E seriam todas as religiões intocáveis, ou alguma teria privilégio (o que já implica em discriminação)? E quem seriam os gênios teólogos e/ou sacerdotes dotados da douta capacidade de impor a censura? Ou, enfim, a censura deveria abarcar tudo a ver com religião?
E, ato contínuo, a represália deveria se conter à mera censura, proibição, ou, a depender da blasfêmia, os mais afoitos já poderiam proceder à coleta de palha para garantir chamas mais fervorosas na fogueira da inquisição?
Reclamar, protestar, repudiar aquilo que incomoda faz parte do tal jogo democrático. Esta premissa tem de ser respeitada, no entanto, tão respeitada quanto o direito de se expressar também pela arte.

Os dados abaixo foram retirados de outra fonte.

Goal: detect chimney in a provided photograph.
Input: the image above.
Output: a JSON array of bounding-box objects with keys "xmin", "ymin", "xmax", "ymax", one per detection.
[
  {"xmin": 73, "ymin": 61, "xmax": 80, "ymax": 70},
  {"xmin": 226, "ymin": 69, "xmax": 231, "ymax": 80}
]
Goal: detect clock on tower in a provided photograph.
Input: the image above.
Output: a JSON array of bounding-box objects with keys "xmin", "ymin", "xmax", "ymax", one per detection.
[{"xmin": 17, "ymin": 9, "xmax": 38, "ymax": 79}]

Nenhum indivíduo é obrigado a gostar do que vê, ouve ou sente (e a maior virtude da arte é também sua maior razão de existir: justamente, o fazer “sentir”).

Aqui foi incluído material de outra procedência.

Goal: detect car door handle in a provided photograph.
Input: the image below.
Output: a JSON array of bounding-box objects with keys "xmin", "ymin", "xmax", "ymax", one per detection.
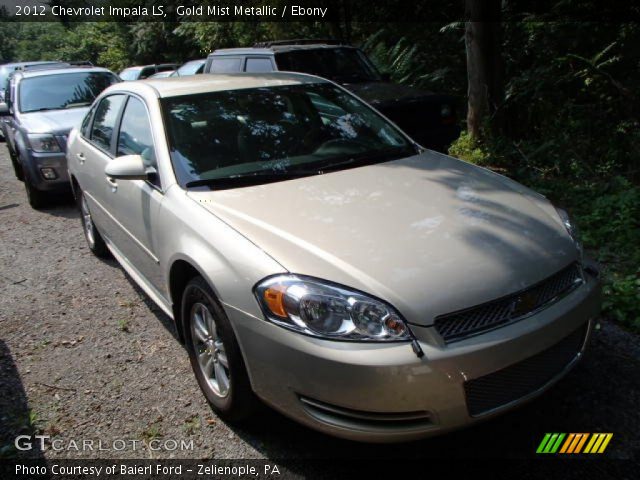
[{"xmin": 107, "ymin": 177, "xmax": 118, "ymax": 193}]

Na verdade, o indivíduo pode virar o rosto, ignorar o que não lhe agrada. O que ele não pode, jamais, é impor aos outros os valores que somente lhe pertencem, ainda que faça parte da maioria da população (o que se configura em opressão à minoria).
O nazismo nasceu como um movimento mais religioso do que político, em meio a uma crise econômica e política nacional, ganhando uma minoria de adeptos inicialmente (lembra algo por aqui?).
Logo, somou mais e mais seguidores, até tornar-se maioria e, finalmente, ganhar o poder e causar a maior tragédia mundial da história, provando o quanto pode ser poderosa e nociva retórica populista, principalmente quando embasada no extremismo.
Fazer o que com a exposição, então? Deixar ela lá, ensejada pela antiga e tão saudável prática carnavalesca: vai quem quer! Pelo bem da democracia – que ainda é o regime político menos ruim já inventado –, quem não quer prestigiar algo que lhe incomoda, vai ao parque, ao cinema, ao estádio, ou ao templo que lhe convém…
Fundamental é que se respeite a opinião e o direito à escolha de cada um (inclusive, o de protesto contra a própria exposição, desde que não lhe imponha a censura).
Triste momento do Brasil, da Alemanha, do mundo, que perseguem a arte, elegem neonazistas na Europa… Triste é constatar que, conforme enquete promovida por O Progresso nesta semana, praticamente dois terços da população concordam com a censura. Mas, também isto deve ser respeitado.